New lab, new efficiencies: doors open at Geisinger

Anne Ford

July 2015—The last time Geisinger Medical Laboratories had a new facility, American women were still five years from getting the vote. Typhoid Mary had only recently ceased merrily showering her employers’ food with Salmonella enterica serovar Typhi. And the celebrity name on everyone’s lips was Charlie Chaplin.

A view of the new laboratory building. “I think we have actually achieved the ideal in terms of efficiency,” says Dr. Schuerch (left), with Dr. Wilkerson.

A view of the new laboratory building. “I think we have actually achieved the ideal in terms of efficiency,” says Dr. Schuerch (left), with Dr. Wilkerson.

A century later, the Danville, Pa.-based laboratories, which serve the Geisinger Health System and other clients throughout the state, were (at CAP TODAY press time) poised to move into a sparkling-new $63.4 million building—one whose top-of-the-line features make “Star Trek” look like “Sesame Street.”

“This is truly a once-in-a-lifetime opportunity, and it’s going to be a phenomenal showcase for the world to see what lab medicine can do,” says Tammy Germini, operations director for clinical pathology.

Thirty years in the planning, the new building will have a single automated line for chemistry, hematology, immunology, and coagulation; an endlessly reconfigurable floor that also serves as a biohazard and chemical containment system; a tube delivery method that always takes the shortest, fastest route; and a materials management solution that—previous analogy aside—calls to mind nothing so much as Captain Jean-Luc Picard saying “Tea, Earl Grey, hot” to the replicator on “Star Trek: The Next Generation.”

“I think we have actually achieved the ideal in terms of efficiency,” says Conrad Schuerch, MD, chair of laboratory medicine. “This is something that’s been needed for a very long time.”

The laboratories’ previous facilities, in the health system’s original hospital and in a few rented modular buildings, were far from ideal. “It’s 100 years old, and the walls are a foot thick and solid,” says Myra Wilkerson, MD, vice chair for laboratory medicine. “So any time you need to add a new piece of laboratory equipment, it turns into a major construction project.

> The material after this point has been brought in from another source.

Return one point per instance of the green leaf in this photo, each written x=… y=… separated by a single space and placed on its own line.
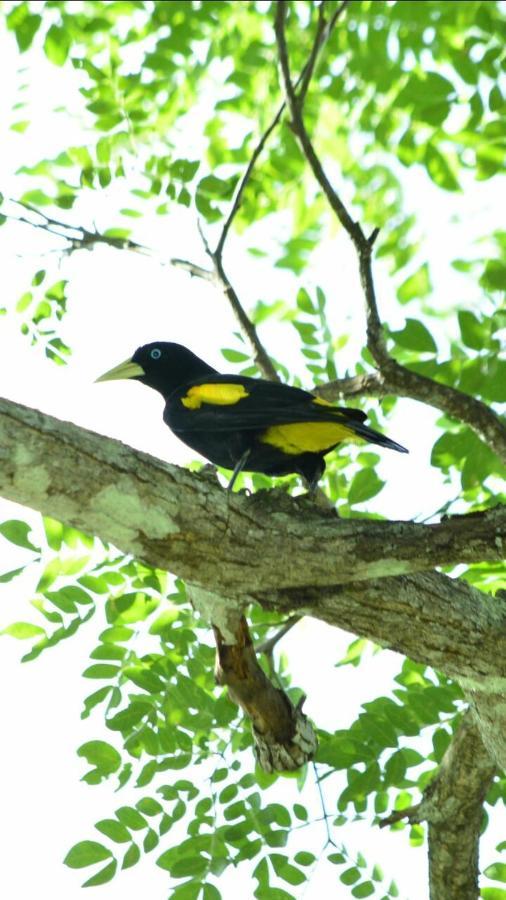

And everything is compartmentalized into little rooms spread over multiple floors and multiple buildings. We’ve grown so large that we have to find closets to put some of our instrumentation and our testing into. Plus it’s very hard to maintain the humidity and temperature control that you need for laboratory instruments to operate well.”

Tammy Germini in the pneumatic tube room that houses the Pevco Smart Path system (lower right) and next to the upgraded pneumatic tube system (above). They expect the travel time for specimen delivery to be cut in half.

Tammy Germini next to the upgraded pneumatic tube system.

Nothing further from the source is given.